Opvoeden
Een kind opvoeden is voor iedereen anders. Maar stevig en ontspannen in de wereld staan: dat wensen we onze kinderen én onszelf toe.
Wat is opvoeden?
Opvoeden is een proces waarbij je je kind ondersteunt in zijn ontwikkeling, totdat hij zelfstandig kan meedraaien in de samenleving.
Een kind opvoeden is voor iedereen anders. Een perfecte opvoeding bestaat niet. Voor een kind zou een perfecte opvoeding bovendien ook nog eens heel saai zijn. Ze leren ook van een ouder die een keer ontploft of van een huis dat af en toe een bende is.
Als ouder kun je je over duizend dingen druk maken. Tijdens verwoede pogingen om onze kinderen perfect op te voeden zijn we volgens psycholoog Alison Gopnik kwijtgeraakt waar het werkelijk om gaat: een kind laten floreren zodat het kan worden wie het in potentie is.
Gopnik ziet opvoeden als tuinieren: de optimale omstandigheden creëren. Dat betekent niet dat een ouder helemaal niets hoeft te doen. Als je alles op zijn beloop zou laten overwoekert de tuin.
Eigenlijk draait kinderen opvoeden vooral om deze drie: een veilige hechting, grenzen aangeven en bewuste aandacht. Een veilige hechting is de basis. Want een kind dat zich veilig voelt bij zijn ouders, veilig genoeg om zelf op onderzoek uit te gaan, veilig genoeg om te zijn wie hij is, om boos of blij te zijn, om te spreken óf te zwijgen, heeft een fundament onder zijn leven dat geen storm omver kan rukken.
Opvoedingsstijlen
Hoe je reageert, is afhankelijk van je opvoedstijl. De meeste opvoedingen blijken in een van deze vier categorieën te vallen: de verwaarlozende opvoedingsstijl, de autoritaire opvoedingsstijl, de permissieve opvoedingsstijl of de autoritatieve opvoedingsstijl.
-
Verwaarlozende opvoedingsstijl
Opvoeders die hun kind verwaarlozen stellen weinig regels. Ook bieden ze weinig geborgenheid, steun, veiligheid en betrokkenheid. Het kind wordt aan zijn lot overgelaten: hij mag het allemaal zelf uitzoeken.
Van een verwaarlozende opvoeder leert een kind niets: hij leert niet wat verstandig is, of eerlijk. Een kind dat op deze manier wordt opgevoed voelt zich in de steek gelaten, eenzaam en niet geliefd.
-
Autoritaire opvoedingsstijl
Bij de autoritaire opvoedingsstijl gebeurt er het meest van wat jij wilt, maar verlies je al snel het diepere contact met je kind. Eigenlijk dresseer je je kind meer dan dat je hem opvoedt.

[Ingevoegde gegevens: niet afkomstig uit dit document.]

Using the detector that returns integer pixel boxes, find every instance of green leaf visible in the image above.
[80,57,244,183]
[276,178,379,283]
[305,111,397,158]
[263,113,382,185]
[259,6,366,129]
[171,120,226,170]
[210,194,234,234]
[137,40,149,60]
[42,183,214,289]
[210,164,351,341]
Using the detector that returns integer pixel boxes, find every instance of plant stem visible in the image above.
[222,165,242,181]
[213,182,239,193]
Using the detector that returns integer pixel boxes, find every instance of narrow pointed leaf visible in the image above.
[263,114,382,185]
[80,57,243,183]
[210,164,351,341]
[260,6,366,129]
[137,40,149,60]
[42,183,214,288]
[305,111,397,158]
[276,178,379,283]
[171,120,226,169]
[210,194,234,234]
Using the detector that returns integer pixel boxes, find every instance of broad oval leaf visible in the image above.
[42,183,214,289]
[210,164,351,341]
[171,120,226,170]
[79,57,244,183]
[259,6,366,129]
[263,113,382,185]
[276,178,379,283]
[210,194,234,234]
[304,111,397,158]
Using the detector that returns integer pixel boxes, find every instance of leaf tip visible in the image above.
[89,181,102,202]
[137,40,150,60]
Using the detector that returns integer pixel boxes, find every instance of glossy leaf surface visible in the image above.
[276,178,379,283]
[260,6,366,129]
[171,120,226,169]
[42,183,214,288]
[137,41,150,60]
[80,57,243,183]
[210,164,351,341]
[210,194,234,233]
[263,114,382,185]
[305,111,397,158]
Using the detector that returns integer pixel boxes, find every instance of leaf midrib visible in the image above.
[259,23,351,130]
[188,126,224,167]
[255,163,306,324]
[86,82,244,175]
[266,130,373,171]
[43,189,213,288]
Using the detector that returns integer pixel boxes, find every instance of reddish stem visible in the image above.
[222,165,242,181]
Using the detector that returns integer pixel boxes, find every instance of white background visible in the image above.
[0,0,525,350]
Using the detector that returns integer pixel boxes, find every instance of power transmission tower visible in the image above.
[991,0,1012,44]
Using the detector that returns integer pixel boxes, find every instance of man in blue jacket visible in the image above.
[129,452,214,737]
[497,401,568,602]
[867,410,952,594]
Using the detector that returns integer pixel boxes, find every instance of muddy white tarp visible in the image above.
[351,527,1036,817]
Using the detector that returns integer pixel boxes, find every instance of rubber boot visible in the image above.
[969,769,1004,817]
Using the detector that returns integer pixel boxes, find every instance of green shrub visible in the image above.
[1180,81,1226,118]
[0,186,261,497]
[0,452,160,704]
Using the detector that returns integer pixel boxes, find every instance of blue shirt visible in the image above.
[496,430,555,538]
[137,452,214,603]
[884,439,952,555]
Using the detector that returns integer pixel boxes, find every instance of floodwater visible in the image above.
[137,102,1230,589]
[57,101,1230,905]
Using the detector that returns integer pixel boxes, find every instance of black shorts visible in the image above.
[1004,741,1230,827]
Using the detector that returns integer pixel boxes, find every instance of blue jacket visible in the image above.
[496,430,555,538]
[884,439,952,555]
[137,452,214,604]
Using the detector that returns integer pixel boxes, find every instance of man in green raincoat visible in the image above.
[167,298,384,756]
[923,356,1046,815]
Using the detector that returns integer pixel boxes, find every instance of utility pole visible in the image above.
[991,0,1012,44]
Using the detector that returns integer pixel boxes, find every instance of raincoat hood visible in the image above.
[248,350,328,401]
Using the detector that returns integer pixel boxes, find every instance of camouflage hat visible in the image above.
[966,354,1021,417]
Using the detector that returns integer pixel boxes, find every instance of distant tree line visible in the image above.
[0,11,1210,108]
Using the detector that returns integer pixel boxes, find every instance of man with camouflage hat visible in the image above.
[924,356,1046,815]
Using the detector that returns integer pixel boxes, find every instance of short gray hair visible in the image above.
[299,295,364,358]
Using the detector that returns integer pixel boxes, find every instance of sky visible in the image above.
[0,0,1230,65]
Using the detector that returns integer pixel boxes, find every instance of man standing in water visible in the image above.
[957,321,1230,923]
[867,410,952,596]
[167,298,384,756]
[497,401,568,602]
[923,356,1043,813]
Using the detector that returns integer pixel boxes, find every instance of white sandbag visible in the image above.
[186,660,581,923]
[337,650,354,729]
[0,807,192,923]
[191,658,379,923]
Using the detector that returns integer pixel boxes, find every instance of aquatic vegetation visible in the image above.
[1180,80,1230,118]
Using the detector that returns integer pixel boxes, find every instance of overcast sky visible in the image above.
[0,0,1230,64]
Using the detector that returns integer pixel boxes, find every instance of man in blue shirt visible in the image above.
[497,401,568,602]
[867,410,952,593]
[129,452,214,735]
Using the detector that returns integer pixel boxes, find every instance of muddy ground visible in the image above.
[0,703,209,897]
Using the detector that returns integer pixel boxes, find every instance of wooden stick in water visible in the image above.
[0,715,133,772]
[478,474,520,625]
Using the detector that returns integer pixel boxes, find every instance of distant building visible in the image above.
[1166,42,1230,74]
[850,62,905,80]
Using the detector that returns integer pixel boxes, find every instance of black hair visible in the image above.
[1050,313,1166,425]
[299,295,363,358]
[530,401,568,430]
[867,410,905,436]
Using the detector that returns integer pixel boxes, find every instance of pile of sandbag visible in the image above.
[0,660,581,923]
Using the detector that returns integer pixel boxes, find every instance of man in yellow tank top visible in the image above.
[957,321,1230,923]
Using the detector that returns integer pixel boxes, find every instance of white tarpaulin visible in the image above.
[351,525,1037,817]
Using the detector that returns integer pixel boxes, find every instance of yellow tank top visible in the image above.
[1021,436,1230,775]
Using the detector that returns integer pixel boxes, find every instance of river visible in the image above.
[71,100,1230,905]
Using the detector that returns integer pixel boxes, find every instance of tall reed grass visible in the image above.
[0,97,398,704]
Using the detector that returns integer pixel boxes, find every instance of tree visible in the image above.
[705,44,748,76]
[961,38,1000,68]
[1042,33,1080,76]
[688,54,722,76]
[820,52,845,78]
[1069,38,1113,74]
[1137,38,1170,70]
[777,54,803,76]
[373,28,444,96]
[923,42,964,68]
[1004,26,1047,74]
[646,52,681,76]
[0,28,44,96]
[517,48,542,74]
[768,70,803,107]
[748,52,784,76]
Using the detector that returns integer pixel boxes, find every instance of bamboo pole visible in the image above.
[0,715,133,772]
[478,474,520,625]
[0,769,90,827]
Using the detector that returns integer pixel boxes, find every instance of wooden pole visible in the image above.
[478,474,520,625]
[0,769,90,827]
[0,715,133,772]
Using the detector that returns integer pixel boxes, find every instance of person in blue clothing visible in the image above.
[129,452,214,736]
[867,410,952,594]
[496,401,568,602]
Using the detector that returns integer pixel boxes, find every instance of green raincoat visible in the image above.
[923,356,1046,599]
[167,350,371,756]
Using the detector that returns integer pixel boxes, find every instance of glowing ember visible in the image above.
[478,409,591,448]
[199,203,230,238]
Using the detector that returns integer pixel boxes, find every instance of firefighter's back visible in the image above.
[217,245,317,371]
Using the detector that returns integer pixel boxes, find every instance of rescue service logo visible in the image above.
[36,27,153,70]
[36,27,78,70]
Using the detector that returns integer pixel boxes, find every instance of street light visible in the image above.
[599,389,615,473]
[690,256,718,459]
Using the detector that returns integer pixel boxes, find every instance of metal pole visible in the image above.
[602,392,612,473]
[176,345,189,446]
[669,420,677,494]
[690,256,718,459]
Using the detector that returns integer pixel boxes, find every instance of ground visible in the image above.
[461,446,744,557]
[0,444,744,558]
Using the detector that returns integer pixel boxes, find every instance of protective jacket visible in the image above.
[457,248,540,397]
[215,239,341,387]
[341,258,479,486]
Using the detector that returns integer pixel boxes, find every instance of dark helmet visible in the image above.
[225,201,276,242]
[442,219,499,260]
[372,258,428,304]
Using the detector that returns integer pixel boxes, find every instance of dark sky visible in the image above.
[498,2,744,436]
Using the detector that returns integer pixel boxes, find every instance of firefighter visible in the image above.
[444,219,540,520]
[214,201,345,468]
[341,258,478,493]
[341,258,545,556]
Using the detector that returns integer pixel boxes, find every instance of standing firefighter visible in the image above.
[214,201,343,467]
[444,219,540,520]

Een autoritaire opvoeding zorgt er weliswaar voor dat je kind snel naar je leert luisteren, maar dat komt vooral doordat hij een beetje bang voor je wordt. En erg zelfstandig zal hij er waarschijnlijk ook niet door worden.
Een ander nadeel is dat je kind jou op den duur waarschijnlijk liever ontwijkt dan dat hij je opzoekt.
-
Permissieve opvoedingsstijl
Ouders met een permissieve opvoedstijl gaan er in hun permissieve, dus toegeeflijke, opvoedstijl vanuit dat een kind moet kunnen experimenteren met gedrag en willen daarom zo min mogelijk grenzen stellen.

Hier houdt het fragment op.